Reprenant mon souffle à la suite de cette déclaration, je constate que Carl est distrait. La bouche ouverte de stupéfaction, il regarde quelque chose derrière moi. Redoutant le pire, je me retourne pour voir deux grands oiseaux blancs, élégamment perchés sur des échasses plantées dans l’eau peu profonde à proximité de notre ile. Ils nous fixent de leurs yeux clairs, sous leurs toupets rouge sang. Nous croyant seuls au monde, je ne m’attendais pas à voir d’aussi gros animaux débarqués à l’improviste sur notre refuge. Ils sont calmes, insouciants.

« C’est quoi ? »

« Des grues blanches », murmure Carl.

« Des quoi ? »

« Les oiseaux les plus rares au monde »

Une des grues s’anime et fait quelques pas en notre direction. J’admire sa grande beauté, sa prestance, alors qu’elle se penche pour picorer le roc à la recherche d’insectes. Le corbeau se met à chanter comme lui seul sait si bien le faire et je sens ma gorge se nouer et mes yeux se mouiller. Impuissant, je verse des larmes, ému par ce spectacle. Je sens le bras protecteur de Carl m’envelopper et son menton se poser sur mon épaule. Nous restons là, à contempler les grues blanches jusqu’à ce que celles-ci ouvrent leurs ailes, s’envolent à l’unisson et disparaissent à l’horizon, au-dessus de bouts de forêts épargnées par les flammes.

« Tu veux me suivre, Pierre Gautreau ? » 

« Oui, c’est sûr que je ne te lâcherai pas »

Carl me jette un regard complice.

Je me reprends. « C’est sûr que je ne te lâcherai pas, Carl Sauvé. »

Il m’embrasse, mordillant ma lèvre inférieure. « Alors retrouvons les Dénés. »

Quelques heures plus tard, après que les libellules aient élu notre ile comme point de rencontre pour leurs danses nuptiales, c’est plutôt les Dénés qui nous ont retrouvés.

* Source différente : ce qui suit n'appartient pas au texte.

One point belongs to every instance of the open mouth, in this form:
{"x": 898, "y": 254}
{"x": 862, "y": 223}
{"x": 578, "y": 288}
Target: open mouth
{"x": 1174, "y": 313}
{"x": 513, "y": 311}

À bord d’une petite embarcation à moteur, nous reconnaissons Louis, l’homme qui nous avait aidés à retrouver les Basques durant l’hiver. Avec lui, un ainé prénommé Moise lui sert de guide. Ils nous apprennent qu’ils ont réussi à fuir Dettah avant que le village ne soit rasé par le feu et à amener leur famille en sécurité à Behchoko`. C’est là que les rescapés Dénés se sont rassemblés et qu’ils ont combattu les flammes avec succès. Ils n’ont pas cessé de sillonner les eaux du lac à la recherche de survivants depuis. Nous embarquons avec eux et laissons notre ile transitoire derrière. Je me laisse fouetter par le vent frais du lac avec un sentiment grandissant de liberté, en route vers la conclusion de ce récit, prêt pour de nouveaux départs.